Joanne Robertson‘s paintings emerge through a process that is held in constant permutation, a sensibility which carries across into her music, composed of drifting melodies on guitar. Across her canvases, loose swathes of colour accumulate, intimating both the landscapes she moves through and the interior states they solicit. It is in this shifting field that her new solo exhibition Bathtub, her second at Edouard Montassut gallery, situates itself. Comprising a suite of five new large-scale paintings, the exhibition extends a lineage in which the tradition of landscape painting is continuously reworked—from the Post-Impressionists to Joan Mitchell—where colour is used as a structural device in an expanded exploration of painting.

This engagement with the genre of landscape painting begins in the works’ titles themselves— Hot Lake, Flower-pattern Guitar Case, Collage Boat, Reed—which conjure a languid déjeuner sur l’herbe, set within a verdant terrain, held in the suspended heat of a midsummer day. This latent landscape further extends into the exhibition’s spatial logic. Resisting a more traditional mode of display, the works are installed across the gallery space as a single environment. Four paintings— Flower-pattern Guitar Case, One Shoot, Collage Boat, and Reed— are compressed in the far corner, their adjacency suggesting a continuous, unfolding setting. They assume an almost cinematic quality, like a shifting panorama set in motion, each canvas functioning as a fragment from an oneiric travelogue, recalling Chris Marker’s drifting, essayistic use of the camera.

Across their surfaces, a play of thick and more fugitive brushstrokes evoke form and movement. Turbulent blues suggest churning seas, while greens fracture into wind-swept foliage, driven by unstable gestures. Elsewhere, landmasses gather into dense chromatic fields of yellow, purple, and blue, hovering on the brink of dissolution. At the opposite end of the gallery, a single painting, Hot Lake, hangs awkwardly, partially obstructing the doorway. Its mass of green, pink and blue paint reads as a distant yet steady horizon, both anchoring and disrupting the space. Even here, stability feels provisional, as if representation might give way at any moment.

Within Robertson’s pictorial language, meaning too remains in flux, continually edging toward metamorphosis.
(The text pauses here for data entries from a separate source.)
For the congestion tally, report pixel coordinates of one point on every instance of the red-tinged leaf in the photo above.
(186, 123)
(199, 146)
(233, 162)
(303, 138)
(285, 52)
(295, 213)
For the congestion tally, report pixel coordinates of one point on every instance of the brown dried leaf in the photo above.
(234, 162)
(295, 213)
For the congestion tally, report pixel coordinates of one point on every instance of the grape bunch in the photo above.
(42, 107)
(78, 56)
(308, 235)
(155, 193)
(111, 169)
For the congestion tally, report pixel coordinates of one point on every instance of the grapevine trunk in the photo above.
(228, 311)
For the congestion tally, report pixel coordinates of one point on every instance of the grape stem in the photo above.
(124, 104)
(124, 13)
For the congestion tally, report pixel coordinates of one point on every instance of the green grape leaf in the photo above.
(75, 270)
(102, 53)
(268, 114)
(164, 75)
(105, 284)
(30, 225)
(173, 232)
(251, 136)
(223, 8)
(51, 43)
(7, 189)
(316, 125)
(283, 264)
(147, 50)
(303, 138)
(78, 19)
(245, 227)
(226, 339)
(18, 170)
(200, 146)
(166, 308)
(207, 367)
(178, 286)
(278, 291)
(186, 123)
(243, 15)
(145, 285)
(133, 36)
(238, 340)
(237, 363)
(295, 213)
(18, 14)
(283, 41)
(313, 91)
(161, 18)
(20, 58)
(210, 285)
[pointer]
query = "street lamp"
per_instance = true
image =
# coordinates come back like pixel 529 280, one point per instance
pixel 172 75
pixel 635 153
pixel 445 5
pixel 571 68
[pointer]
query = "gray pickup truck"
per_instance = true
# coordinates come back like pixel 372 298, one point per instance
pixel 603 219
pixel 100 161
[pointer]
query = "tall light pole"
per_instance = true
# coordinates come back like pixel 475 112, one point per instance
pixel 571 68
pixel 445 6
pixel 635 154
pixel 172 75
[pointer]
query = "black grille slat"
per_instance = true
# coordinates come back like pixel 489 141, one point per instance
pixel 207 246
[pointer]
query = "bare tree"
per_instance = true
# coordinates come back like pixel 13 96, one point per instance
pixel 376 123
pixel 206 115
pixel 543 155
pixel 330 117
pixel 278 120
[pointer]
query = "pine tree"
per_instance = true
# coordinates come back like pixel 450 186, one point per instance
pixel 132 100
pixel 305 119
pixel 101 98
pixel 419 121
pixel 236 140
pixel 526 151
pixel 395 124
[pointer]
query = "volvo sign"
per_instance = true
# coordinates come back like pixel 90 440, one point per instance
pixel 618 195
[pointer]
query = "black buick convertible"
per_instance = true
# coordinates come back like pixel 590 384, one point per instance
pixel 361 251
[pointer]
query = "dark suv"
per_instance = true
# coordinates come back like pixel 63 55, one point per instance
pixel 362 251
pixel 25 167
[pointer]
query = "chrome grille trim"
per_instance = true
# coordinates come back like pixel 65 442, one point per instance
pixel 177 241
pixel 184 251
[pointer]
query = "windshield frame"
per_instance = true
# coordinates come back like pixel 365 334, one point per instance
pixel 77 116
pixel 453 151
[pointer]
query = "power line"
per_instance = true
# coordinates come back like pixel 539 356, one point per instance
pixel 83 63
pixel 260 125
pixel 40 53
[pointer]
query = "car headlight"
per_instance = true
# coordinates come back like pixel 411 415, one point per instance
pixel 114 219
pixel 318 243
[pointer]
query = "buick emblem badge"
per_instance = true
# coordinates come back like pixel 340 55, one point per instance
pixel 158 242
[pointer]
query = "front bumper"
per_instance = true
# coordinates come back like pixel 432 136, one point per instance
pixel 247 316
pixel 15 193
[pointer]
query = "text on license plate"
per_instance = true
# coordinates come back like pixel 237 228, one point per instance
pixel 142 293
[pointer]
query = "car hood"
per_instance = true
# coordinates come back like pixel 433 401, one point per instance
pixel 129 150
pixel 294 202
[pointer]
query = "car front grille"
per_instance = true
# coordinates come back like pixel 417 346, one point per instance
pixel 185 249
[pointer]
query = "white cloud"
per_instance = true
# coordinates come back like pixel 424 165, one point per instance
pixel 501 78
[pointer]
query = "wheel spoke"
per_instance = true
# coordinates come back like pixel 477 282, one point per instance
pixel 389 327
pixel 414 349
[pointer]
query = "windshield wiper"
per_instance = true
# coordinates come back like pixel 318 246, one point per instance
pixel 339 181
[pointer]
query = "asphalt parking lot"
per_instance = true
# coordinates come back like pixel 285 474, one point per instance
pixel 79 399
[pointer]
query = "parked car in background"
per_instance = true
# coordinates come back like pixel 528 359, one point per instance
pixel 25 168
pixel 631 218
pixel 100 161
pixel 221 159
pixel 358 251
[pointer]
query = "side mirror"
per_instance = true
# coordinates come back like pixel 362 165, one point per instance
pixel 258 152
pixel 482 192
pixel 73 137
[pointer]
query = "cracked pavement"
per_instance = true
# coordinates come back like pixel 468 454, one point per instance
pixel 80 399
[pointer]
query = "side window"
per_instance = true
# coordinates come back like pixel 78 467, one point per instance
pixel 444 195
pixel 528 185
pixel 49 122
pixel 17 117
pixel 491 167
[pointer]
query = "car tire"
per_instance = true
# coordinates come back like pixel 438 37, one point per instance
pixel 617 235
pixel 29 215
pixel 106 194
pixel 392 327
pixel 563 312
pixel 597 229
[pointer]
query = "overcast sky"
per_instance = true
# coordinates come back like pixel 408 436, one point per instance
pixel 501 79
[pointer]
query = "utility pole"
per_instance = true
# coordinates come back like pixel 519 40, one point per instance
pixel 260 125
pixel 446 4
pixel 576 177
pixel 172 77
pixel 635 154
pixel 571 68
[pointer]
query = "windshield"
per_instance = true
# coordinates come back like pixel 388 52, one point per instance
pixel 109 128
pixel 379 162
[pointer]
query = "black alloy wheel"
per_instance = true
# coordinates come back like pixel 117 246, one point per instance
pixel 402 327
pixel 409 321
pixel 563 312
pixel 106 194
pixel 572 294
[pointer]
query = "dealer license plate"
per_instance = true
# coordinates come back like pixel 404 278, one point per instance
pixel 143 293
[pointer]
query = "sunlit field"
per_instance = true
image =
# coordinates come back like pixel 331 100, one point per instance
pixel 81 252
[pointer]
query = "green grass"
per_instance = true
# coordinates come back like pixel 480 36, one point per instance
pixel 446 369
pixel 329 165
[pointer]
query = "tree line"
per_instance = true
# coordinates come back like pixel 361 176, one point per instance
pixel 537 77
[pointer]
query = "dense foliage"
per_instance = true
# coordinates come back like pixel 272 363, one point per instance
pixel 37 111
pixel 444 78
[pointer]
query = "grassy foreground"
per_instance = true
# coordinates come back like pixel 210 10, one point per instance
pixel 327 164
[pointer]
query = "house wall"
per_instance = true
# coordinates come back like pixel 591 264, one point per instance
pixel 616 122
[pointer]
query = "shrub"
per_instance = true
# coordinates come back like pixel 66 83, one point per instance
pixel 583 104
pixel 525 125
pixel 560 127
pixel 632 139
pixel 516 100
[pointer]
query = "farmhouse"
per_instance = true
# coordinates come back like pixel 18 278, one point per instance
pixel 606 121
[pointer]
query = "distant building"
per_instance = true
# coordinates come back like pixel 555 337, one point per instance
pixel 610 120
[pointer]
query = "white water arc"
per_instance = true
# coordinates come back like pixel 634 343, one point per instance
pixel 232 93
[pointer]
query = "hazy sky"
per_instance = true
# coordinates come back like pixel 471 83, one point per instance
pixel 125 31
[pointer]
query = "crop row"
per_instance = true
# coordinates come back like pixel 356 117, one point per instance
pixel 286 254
Gradually, the landscape begins to shift toward the bodily, through variations in scale, form and structure. The figures oscillate between dissolution and restraint, at times seeping into the space they inhabit, at others, arrested in their movements. The image of a bathtub, which lends the exhibition its title, begins to cast a quiet undertow across the series. One might recall the intimate bath scenes by Pierre Bonnard from the early 20th century, where the domestic slips toward something more ambiguous, even ominous, as the tub starts to resemble a coffin, enclosing the body it contains.

It is within this slippage that the exhibition finds its resolution, in which landscape and figuration continually fold into one another, releasing a range of affective densities. In this process, a shifting rhythm of proximity and distance moves through the works presented, softly displacing the viewer in the space. Painting exceeds its surface, assuming an embodied presence that is sensed as much as it is seen.